Es ist unmöglich, unter diesen Umständen Gemeinsames zu schaffen.

Nun aber geschieht Verbindendes:
„Gottes Geist wird ausgegossen über alles Fleisch“,
heißt es in der Apostelgeschichte.
Das Feuer vom Himmel verteilt sich auf die Vielen,
und sie teilen untereinander das Brot
und alles, was sie besitzen.
Und wo „von unten“ Konflikte auflodern,
wirkt das Feuer göttlicher Liebe „von oben“
jenen Frieden, „den die Welt nicht geben kann“,
der aber möglich ist aus dem Geist der Bergpredigt Jesu.

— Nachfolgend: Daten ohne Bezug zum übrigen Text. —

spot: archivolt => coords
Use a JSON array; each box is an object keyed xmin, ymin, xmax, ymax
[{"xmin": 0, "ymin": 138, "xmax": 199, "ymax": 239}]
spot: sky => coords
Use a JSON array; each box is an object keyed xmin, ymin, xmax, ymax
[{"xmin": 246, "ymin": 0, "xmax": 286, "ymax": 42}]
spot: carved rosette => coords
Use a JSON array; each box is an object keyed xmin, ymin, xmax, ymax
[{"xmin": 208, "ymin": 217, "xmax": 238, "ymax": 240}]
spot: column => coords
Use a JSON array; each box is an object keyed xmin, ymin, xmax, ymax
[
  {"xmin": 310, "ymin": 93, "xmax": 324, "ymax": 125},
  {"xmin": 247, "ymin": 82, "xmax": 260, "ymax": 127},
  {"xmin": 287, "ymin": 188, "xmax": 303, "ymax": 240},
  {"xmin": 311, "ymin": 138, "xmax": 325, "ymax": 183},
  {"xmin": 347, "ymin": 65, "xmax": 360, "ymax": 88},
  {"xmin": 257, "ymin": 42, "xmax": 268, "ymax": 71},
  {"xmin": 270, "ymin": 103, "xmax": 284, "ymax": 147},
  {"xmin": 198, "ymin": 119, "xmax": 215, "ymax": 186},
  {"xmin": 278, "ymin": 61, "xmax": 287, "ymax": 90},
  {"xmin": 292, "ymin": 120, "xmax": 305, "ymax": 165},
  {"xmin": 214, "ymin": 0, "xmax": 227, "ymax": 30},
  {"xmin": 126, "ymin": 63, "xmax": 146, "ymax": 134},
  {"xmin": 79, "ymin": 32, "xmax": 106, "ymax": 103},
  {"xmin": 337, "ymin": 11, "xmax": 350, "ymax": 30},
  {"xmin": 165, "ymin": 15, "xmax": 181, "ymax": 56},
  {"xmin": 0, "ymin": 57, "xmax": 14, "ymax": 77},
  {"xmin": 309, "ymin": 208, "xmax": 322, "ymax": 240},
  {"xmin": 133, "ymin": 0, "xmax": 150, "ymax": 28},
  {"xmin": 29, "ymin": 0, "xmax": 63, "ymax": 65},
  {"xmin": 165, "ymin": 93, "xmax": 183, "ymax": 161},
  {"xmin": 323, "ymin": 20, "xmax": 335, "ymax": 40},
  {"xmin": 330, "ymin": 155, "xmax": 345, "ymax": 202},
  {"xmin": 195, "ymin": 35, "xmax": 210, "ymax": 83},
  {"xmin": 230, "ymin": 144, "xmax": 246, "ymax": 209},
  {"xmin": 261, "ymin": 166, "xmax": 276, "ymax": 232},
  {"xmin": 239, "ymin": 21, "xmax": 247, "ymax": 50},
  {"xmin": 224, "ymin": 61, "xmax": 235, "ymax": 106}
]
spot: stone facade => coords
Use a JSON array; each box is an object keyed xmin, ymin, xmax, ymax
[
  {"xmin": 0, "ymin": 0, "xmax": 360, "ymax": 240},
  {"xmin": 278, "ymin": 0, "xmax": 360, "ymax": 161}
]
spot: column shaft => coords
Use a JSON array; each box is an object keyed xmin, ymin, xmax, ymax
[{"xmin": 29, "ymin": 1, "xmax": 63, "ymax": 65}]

Taufe bewirkt Gemeinschaft.
Lassen wir die Taufe in uns wirken!
Sie bewahrt uns - und durch uns auch andere -
vor Einsamkeit und vor der lähmenden Angst, einsam zu werden.

Um all das geht es,
wenn Johannes von Jesus sagt:
„Er wird euch mit dem Heiligen Geist und mit Feuer taufen.“  (Mt. 3, 11)
Wer das verstanden hat,
und wer gegen das Feuer des Gottesgeistes
nicht gleich mit der Feuerspritze angeht,
der wird so schnell nicht mehr sagen:
Taufe ist harmlos.

Amen.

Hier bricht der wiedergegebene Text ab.